Jean-Antoine Carrel (1829 – August 1890) was an Italian mountain climber and guide. He had made climbs with Edward Whymper and was his rival when he attempted to climb the Matterhorn for the first time. Whymper ultimately succeeded in making the mountain's first ascent in July 1865 while Carrel led the party that achieved the second ascent three days later. Carrel was in the group that became the first Europeans to reach the summit of Chimborazo in 1880. He died from exhaustion when guiding a party on the south side of the Matterhorn.

==Early life==
Carrel was born on 16 January 1829 in Valtournenche, in the Aosta Valley, an Arpitan-speaking village of Kingdom of Sardinia (now Italy) which lies at the foot of the Matterhorn. He served in the Bersaglieri, a light infantry unit of the Piedmontese army. He resigned from the Bersaglieri to work as a hunter and mountain guide, but was recalled to duty in 1859 to defend Italy against Austria in the Second Italian War of Independence, for which he won a French medal for the Italian campaign.

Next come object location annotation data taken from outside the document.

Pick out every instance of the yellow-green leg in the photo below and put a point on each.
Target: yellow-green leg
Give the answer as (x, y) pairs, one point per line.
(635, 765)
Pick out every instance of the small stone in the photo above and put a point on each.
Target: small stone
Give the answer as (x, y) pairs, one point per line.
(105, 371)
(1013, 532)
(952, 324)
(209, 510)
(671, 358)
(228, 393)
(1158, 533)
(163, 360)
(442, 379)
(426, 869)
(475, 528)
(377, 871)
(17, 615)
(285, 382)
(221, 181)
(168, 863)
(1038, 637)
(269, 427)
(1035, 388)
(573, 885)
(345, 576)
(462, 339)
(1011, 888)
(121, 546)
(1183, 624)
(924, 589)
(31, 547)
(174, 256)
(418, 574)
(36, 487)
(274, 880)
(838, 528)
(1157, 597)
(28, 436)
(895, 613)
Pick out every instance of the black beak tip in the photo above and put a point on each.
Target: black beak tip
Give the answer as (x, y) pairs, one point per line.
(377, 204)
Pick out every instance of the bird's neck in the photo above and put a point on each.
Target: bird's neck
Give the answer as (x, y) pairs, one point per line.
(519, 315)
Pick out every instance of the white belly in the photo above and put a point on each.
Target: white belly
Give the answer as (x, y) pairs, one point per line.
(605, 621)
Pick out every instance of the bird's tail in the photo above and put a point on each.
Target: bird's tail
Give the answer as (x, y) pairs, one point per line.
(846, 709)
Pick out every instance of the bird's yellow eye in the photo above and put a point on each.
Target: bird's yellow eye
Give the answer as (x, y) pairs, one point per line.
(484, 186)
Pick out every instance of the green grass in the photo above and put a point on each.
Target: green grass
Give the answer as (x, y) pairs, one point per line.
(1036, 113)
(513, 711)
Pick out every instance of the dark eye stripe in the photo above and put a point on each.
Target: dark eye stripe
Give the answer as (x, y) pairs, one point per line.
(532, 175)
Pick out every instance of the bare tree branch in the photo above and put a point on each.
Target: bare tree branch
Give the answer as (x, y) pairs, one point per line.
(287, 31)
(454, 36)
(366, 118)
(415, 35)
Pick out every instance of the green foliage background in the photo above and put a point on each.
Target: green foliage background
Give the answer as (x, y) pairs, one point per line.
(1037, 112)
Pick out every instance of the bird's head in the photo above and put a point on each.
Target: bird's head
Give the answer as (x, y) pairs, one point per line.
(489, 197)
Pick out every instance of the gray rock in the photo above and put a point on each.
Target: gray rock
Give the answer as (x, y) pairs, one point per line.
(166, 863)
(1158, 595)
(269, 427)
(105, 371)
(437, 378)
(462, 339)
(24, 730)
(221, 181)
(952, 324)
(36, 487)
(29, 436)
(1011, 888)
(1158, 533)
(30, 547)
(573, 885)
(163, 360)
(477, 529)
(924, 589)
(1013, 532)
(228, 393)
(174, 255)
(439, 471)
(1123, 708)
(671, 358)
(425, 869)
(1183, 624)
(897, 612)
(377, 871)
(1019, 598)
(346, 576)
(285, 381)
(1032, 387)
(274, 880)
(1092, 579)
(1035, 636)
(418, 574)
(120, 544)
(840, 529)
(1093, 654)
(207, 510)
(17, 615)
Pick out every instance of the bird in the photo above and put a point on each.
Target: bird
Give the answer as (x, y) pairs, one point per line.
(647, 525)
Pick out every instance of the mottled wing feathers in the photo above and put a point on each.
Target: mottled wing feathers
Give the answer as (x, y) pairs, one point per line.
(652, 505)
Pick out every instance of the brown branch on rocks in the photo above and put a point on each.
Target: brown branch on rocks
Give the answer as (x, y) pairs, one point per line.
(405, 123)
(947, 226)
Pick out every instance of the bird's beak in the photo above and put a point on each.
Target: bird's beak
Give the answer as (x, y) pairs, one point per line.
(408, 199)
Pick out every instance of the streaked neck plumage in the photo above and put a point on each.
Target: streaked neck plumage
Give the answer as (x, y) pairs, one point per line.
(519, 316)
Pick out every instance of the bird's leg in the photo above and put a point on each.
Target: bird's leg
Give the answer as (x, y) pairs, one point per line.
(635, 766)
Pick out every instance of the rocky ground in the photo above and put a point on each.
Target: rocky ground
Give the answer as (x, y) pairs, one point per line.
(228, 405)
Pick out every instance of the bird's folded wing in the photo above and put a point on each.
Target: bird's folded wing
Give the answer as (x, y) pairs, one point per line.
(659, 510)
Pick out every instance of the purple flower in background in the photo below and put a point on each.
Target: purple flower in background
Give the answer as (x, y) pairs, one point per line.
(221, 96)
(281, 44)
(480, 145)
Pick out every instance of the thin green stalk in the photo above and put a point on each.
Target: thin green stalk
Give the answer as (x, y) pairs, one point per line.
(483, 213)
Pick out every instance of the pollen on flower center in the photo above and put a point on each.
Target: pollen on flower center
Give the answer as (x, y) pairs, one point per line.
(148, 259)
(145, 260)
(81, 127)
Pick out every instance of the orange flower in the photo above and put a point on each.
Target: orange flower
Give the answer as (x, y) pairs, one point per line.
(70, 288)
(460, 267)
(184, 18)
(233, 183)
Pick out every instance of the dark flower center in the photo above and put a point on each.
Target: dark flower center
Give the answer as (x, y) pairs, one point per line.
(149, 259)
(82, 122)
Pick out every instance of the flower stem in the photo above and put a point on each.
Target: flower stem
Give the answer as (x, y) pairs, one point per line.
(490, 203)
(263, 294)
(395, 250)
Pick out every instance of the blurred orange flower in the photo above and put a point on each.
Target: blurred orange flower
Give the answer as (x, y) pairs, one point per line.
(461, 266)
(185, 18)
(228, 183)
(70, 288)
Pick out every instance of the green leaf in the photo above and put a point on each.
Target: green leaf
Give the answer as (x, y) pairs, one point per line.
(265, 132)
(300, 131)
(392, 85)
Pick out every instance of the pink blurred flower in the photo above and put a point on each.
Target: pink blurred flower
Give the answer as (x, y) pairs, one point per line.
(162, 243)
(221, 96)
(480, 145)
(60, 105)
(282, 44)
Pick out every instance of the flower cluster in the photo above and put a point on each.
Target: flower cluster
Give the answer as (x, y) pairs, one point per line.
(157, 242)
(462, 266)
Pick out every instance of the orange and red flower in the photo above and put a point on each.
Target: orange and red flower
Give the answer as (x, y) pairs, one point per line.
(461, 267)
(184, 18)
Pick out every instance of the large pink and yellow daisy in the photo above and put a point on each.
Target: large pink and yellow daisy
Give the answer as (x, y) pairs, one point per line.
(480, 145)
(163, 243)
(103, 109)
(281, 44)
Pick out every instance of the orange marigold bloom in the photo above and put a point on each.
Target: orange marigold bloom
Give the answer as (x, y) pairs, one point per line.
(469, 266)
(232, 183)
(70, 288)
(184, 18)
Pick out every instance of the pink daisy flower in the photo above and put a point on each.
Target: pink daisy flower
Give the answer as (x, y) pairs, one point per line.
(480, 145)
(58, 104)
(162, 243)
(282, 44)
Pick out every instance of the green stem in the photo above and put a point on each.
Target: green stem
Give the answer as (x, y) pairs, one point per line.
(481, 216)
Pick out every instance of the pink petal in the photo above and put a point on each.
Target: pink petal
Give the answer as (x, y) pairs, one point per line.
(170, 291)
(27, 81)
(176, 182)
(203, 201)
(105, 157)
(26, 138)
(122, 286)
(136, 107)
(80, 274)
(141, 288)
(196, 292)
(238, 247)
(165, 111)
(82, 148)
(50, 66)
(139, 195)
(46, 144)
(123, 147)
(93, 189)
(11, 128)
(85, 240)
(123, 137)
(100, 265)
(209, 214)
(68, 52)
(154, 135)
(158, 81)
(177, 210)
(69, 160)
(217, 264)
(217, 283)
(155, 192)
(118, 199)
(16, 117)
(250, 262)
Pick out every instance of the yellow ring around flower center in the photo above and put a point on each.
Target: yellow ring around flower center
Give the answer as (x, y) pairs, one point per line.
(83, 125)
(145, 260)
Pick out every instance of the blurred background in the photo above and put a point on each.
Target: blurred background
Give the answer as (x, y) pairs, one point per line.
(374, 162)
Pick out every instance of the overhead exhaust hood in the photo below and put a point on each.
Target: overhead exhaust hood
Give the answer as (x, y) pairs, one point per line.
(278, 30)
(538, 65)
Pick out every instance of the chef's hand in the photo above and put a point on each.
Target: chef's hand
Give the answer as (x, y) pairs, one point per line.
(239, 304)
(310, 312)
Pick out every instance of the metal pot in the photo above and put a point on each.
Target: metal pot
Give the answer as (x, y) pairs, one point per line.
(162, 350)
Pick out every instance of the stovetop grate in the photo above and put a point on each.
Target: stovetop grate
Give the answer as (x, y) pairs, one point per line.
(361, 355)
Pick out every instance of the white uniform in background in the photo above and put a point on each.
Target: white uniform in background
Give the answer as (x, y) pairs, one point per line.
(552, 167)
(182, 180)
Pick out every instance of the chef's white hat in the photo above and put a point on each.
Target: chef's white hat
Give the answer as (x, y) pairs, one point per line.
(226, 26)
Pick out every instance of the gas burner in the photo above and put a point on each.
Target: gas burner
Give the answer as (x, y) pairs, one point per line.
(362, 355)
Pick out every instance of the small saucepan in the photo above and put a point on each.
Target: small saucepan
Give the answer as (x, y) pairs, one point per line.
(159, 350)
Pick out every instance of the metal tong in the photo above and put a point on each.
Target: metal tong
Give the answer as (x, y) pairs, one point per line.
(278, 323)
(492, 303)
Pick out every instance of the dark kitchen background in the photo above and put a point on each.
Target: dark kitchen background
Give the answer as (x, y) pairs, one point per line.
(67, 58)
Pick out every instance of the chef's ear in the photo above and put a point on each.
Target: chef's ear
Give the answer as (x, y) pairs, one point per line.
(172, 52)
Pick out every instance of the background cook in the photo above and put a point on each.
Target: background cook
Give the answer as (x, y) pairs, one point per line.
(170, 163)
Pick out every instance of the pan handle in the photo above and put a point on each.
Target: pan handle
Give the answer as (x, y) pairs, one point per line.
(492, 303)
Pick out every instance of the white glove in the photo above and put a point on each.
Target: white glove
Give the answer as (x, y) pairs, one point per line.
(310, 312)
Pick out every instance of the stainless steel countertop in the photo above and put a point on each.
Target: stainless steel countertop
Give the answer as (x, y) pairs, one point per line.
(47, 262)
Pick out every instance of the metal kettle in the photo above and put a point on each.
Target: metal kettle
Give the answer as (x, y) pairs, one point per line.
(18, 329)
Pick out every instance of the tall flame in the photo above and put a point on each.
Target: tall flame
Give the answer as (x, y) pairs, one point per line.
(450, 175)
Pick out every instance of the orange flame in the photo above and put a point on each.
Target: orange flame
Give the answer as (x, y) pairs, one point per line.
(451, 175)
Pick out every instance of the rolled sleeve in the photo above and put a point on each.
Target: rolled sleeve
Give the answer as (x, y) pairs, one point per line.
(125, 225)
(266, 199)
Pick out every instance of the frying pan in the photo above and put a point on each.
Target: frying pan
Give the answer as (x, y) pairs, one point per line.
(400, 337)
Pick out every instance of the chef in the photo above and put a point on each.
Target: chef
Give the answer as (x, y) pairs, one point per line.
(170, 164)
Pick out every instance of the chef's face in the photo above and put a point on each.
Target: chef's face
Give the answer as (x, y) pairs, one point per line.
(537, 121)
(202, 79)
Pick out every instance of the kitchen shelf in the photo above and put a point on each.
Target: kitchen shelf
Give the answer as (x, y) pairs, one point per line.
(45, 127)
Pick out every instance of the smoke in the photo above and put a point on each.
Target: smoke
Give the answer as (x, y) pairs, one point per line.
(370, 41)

==Ascent of the Matterhorn==

Carrel first attempted to climb the Matterhorn's Lion Ridge in 1857—by which time the mountain was the tallest unclimbed peak in the Alps—with his uncle and Amé Gorret. In the early 1860s, Carrel made numerous attempts to climb the Matterhorn, often in the same party as Edward Whymper and John Tyndall, and at other times competing against them to reach the summit first. Carrel had agreed to accompany Whymper on his ascent of the Swiss side in 1865, but withdrew at the last minute when he was recruited by Felice Giordano on behalf of the Italian Alpine Club to lead an Italian party up the Italian side at the same time. Ultimately, Whymper's party outclimbed the Italians and reached the summit on 14 July 1865, marking the first ascent of the Matterhorn. Carrel and his Italian party successfully summited the Matterhorn three days later.

In September 1867, Carrel and his daughter Félicité Carrel were among a party attempting to climb the Matterhorn, but most turned back before the summit. Félicité Carrel is the first known woman to attempt to climb the Matterhorn.

==Death==
Carrel died in the night from the 25th to the 26th of August 1890 while guiding a party during a descent in bad weather on the south side of the Matterhorn. After ensuring that his clients descended the mountain safely and easily in a severe storm, he collapsed from exhaustion and died on a rock at the mountain's base.

After Carrel's death, Whymper wrote that Carrel was "a man who was possessed with a pure and genuine love of mountains; a man of originality and resource, courage and determination, who delighted in exploration ... The manner of his death strikes a chord in hearts he never knew."